I smiled at my students with a confident, wait-till-you-hear-this look. I figured he would give us some inside information about some giant study that Congress had commissioned or the reams of research his fellow professors had done.
No dice. Instead, Professor Riesenfeld (I couldn’t possibly call him “Stefan”) dismissed the question with something along the lines of, “Because everyone knows that.” Then he added an afterthought: “Vell, every expert knows that.”
I missed the barb. Even so, I probably should have shut up at that point. This was my first bankruptcy class, and he had thirty or more years of experience. I was trying out for a job, and he was a famous professor with a long list of honors. But I just couldn’t stop myself—I wanted to know.
“Uh, how does everyone know that?”
Now he was clearly irritated. He took a deep breath. Everyone just knew. That was it. According to the professor, at least, that had been the basis for the new law.
My God. I felt like Dorothy in The Wizard of Oz. Professor Riesenfeld was a giant in the field, a man of deep learning and vast experience, and he really didn’t know what was happening on the ground. And if he didn’t know, then I figured no one else did, either.
How could anyone be sure that what had gone wrong in these families’ lives was the result of their own bad choices? Were they not willing to work hard? Were they wild spenders? Were they any different from me and from my family?
And there was one more question I’d never thought about before: What the heck was Congress doing passing laws if they didn’t actually know what was going on?
I don’t remember anything else Professor Riesenfeld said during the class that day. At the end, I thanked him for coming, and my students applauded politely. But I do remember that as he walked out of the classroom, my teeth hurt. Here I was, teaching the bankruptcy code to a classroom of future lawyers, yet I couldn’t answer the most obvious question: Why were these people broke?
Sore Points
The year of visiting ended, but we didn’t get the job offers we had been hoping for, so we packed up and moved back to Houston, where I started teaching again. Then, a year later, UT law school reconsidered and offered me a permanent job as a tenured professor. So we packed up a U-Haul yet again and moved back to Austin. This time Mother, Daddy, and Aunt Bee came too, and they settled in a duplex with Mother and Daddy on one side, Aunt Bee on the other. Buddy the Pekingese died, and Bonnie the cocker spaniel moved in. The kids switched schools for the fourth time in four years, and we added a golden retriever puppy named Trover to our family. Gradually, Bruce and the kids and I settled into Austin. Bruce coached soccer. Daddy helped me plant roses. Amelia joined the church youth group, Alex was an acolyte, and I was a substitute Sunday school teacher and a reliable source for chocolate-oatmeal bake-sale cookies. Jim was still in Houston, and the kids went to visit him from time to time.

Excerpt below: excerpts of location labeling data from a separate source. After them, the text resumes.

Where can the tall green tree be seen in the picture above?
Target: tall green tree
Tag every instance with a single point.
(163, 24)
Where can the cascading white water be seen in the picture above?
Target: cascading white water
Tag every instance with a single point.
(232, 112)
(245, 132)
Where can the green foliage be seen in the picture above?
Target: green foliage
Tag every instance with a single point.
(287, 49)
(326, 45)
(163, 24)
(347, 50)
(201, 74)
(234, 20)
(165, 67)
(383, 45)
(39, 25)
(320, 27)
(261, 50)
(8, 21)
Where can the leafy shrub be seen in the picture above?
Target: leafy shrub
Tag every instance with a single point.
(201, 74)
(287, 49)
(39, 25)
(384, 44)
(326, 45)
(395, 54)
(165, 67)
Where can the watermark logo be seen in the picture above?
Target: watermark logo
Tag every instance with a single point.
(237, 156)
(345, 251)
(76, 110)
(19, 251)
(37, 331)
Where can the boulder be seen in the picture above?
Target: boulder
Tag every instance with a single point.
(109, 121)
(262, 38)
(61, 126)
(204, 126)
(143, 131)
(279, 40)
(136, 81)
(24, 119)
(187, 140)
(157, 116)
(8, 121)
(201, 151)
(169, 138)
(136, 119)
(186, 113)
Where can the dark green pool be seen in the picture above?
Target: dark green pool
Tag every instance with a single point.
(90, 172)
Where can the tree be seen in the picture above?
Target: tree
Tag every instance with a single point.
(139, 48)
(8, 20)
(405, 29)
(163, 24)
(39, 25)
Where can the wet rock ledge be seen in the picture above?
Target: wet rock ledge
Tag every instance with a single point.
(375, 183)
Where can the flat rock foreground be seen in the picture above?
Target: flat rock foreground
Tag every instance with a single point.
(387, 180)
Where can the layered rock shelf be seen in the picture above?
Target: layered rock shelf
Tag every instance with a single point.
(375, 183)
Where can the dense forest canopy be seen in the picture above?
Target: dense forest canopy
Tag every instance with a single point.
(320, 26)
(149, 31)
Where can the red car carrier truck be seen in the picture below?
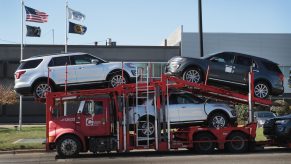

We had a new house, with a sunny kitchen on the back. Over time, Bruce quietly took over most of the cooking, and I pitched in with what I did best—mostly cakes and pies, and the occasional pot of mac-and-cheese. I loved working alongside him, with music on the stereo and Trover sprawled out in front of the refrigerator and the kids thumping around upstairs. There were moments when the sun would slant in and Bruce would smile, and I would think my heart might burst with gratitude for all the good things that had come to me.
We might have stayed in Austin forever if not for one thing: Bruce didn’t land a permanent position at UT. Instead, he got a job at Washington University in St. Louis—also a terrific law school, but it was 825 miles away. Barely missing a beat, he set up a tiny apartment in St. Louis and began flying back and forth every week. He continued to coach Alex’s soccer team, and we all showed up to cheer on the junior high orchestra, listening hard to catch Amelia’s clarinet. We pieced together lives that were as nearly normal as possible, but everything turned on his making the connecting flight at the Dallas airport. Meanwhile, we kept job hunting, but finding two professorships in one city was tough.